Nathan Ward just informed me of a tidbit he did for Crimereads, about the meeting of Hammett and Gertrude Stein.
If you have his bio of Hammett, The Lost Detective, you’ve already got the gist of the incident. Especially these days, you can do a book then break it into parts — in the old days you kind of did the parts here and there then pulled them together into a book. (I’ve got one of those perking through the pipeline at the moment, and once I get something into a solid book, I tend to leave it alone. But then I’m not living the freelance life like Nathan does.)
I think Nathan mostly popped this one my way for the info on attitudes to your basic detective novel.
I had sent him a link to my most recent review for Publishers Weekly, which I notified a few people about because I was amazed that almost all my wording got past editorial intact. I’m especially happy my Sinatra vs. Borgnine bit made it into print. You never know what they’re going to cut or change-up.
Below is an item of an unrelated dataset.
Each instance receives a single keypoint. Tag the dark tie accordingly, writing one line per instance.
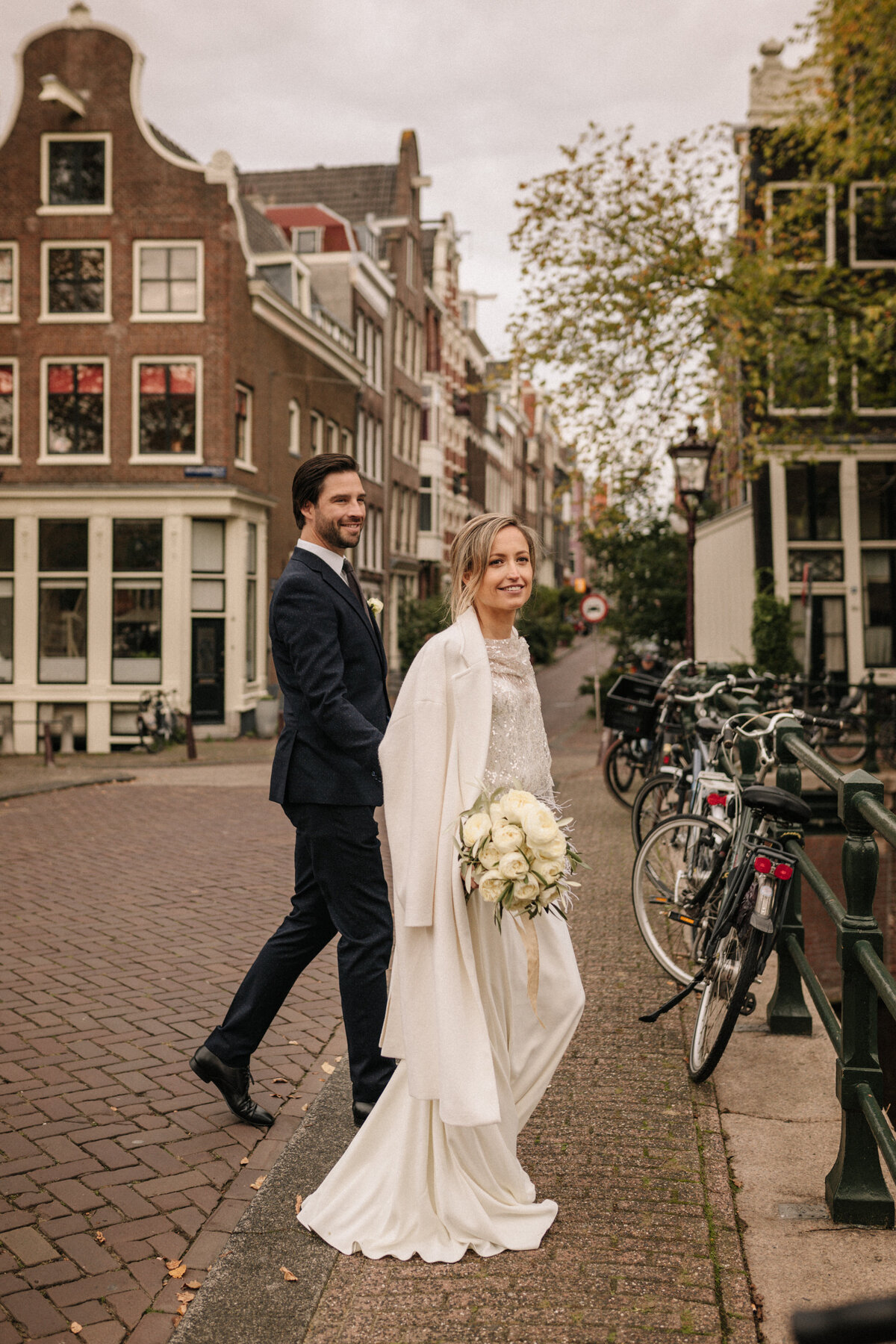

In the official published version, the last line mentions “undemanding crime readers” — which isn’t precisely equivalent to my original wording of “comes up with solutions to the locked-room and other puzzles that ought to keep most crime readers content.”
What the hell, close enough, I guess — undemanding vs. most. You’ll find that Gertrude falls into that category of most, though if she really wanted to meet Hammett — and she did — then she could savor a superior performance as well.
For many of the most I think the genre is just mush. But they like it.